先輩との夏はまだ終わらせない。1-1で突入したタイブレークの延長10回1死二、三塁で、習志野・檜垣満内野手(2年)がサヨナラの適時内野安打。ノーシードからベスト8を決めた。

試合はじりじりとした投手戦で進んだ。日体大柏の先発、吉原煌大投手(3年)が9回終了までに1失点の好投。習志野も林響己、上村碧の3年生投手2人で1失点でつなぎ、延長タイブレークに突入した。

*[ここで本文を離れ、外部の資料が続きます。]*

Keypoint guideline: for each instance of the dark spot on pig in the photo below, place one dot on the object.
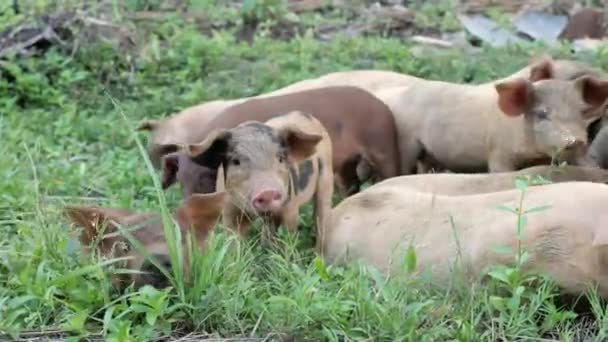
(292, 178)
(338, 127)
(307, 115)
(261, 127)
(215, 155)
(320, 167)
(305, 171)
(551, 244)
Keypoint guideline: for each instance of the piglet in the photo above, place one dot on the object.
(271, 169)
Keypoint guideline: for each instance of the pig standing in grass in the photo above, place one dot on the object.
(501, 126)
(568, 240)
(456, 184)
(361, 127)
(197, 215)
(271, 169)
(189, 126)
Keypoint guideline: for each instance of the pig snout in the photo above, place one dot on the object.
(573, 143)
(267, 200)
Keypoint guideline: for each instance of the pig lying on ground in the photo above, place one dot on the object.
(502, 126)
(455, 184)
(100, 230)
(568, 241)
(271, 169)
(361, 127)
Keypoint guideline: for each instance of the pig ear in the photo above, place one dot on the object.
(200, 213)
(94, 219)
(541, 69)
(148, 125)
(170, 166)
(593, 91)
(211, 152)
(514, 96)
(301, 145)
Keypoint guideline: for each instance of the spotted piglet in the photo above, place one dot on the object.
(270, 169)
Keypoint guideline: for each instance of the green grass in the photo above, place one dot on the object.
(66, 127)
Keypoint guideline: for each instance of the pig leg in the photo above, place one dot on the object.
(323, 197)
(236, 220)
(410, 153)
(289, 217)
(269, 233)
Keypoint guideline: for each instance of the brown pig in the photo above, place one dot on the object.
(271, 169)
(100, 233)
(501, 126)
(457, 184)
(568, 240)
(189, 126)
(361, 127)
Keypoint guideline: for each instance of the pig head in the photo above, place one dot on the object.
(256, 160)
(553, 114)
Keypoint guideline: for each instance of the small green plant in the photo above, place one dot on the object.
(256, 11)
(520, 293)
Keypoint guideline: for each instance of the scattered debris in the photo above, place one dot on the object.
(487, 30)
(540, 26)
(586, 23)
(298, 6)
(587, 44)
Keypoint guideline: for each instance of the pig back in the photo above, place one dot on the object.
(357, 122)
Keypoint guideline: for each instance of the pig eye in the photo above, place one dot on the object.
(542, 114)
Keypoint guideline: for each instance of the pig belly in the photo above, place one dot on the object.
(453, 152)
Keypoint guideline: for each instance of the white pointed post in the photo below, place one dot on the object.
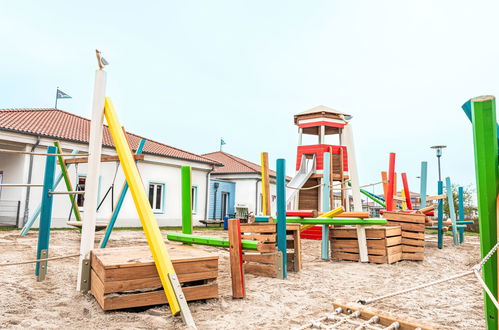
(93, 171)
(347, 139)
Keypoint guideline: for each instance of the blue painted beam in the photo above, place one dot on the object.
(119, 204)
(46, 210)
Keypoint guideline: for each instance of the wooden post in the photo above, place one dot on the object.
(407, 192)
(440, 216)
(325, 205)
(422, 190)
(264, 159)
(391, 183)
(460, 193)
(452, 210)
(119, 203)
(281, 213)
(67, 181)
(354, 179)
(236, 259)
(46, 214)
(93, 170)
(186, 200)
(487, 182)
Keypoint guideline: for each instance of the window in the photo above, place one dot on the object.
(156, 196)
(80, 186)
(194, 198)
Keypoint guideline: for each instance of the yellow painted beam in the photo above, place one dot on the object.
(149, 223)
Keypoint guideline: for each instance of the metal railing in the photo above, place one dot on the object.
(9, 213)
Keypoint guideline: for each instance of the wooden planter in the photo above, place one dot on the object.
(413, 227)
(268, 261)
(383, 243)
(127, 277)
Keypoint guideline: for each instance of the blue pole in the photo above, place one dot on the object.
(461, 212)
(452, 210)
(281, 213)
(325, 205)
(46, 210)
(119, 204)
(38, 209)
(440, 216)
(422, 190)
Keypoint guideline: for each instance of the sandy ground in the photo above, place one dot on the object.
(270, 303)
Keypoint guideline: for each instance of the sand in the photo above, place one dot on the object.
(270, 303)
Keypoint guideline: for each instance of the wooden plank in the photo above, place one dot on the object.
(383, 320)
(261, 258)
(236, 259)
(413, 256)
(104, 158)
(198, 292)
(258, 228)
(404, 217)
(409, 248)
(260, 270)
(413, 242)
(409, 234)
(417, 227)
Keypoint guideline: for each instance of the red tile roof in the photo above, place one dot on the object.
(234, 165)
(59, 124)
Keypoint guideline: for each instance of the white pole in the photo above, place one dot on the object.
(92, 180)
(354, 179)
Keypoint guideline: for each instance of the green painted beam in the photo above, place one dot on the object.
(483, 110)
(336, 221)
(209, 240)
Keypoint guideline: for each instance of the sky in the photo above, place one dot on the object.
(187, 73)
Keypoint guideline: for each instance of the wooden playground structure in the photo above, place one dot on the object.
(177, 271)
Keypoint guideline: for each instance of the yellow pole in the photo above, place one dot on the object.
(149, 223)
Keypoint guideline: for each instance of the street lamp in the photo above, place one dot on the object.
(439, 154)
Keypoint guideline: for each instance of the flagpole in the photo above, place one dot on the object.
(56, 93)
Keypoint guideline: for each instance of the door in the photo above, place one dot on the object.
(225, 204)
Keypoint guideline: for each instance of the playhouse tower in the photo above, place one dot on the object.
(334, 135)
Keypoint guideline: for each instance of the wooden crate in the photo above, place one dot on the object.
(413, 227)
(384, 243)
(266, 261)
(127, 277)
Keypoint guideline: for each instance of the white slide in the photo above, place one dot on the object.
(307, 168)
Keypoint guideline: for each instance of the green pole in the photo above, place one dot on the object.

日体大柏の攻撃を乗り切った10回裏、習志野は定石通り送りバントで1死二、三塁をつくる。チャンスでまわってきた檜垣は「俺が絶対、なにがなんでも決めてやる」と気合十分で打席に。ランナーコーチの3年生から「肩の力を抜け」というジェスチャーが送られるほどだった。「甘いボールがくる」と振り抜いた3球目は投手を強襲。打球が転がる間に三塁走者が生還し、檜垣はナインにもみくちゃにされた。

走者が生還しやすいところに転がった打球に「習志野高校として毎日ゴミを拾ったりあいさつをしっかりしたりと運を集めてきた。その効果かな」と笑ったが、最もうれしいのはまだ3年生と野球が出来ること。「3年生と一番長い夏にしたいです」と笑顔を浮かべた。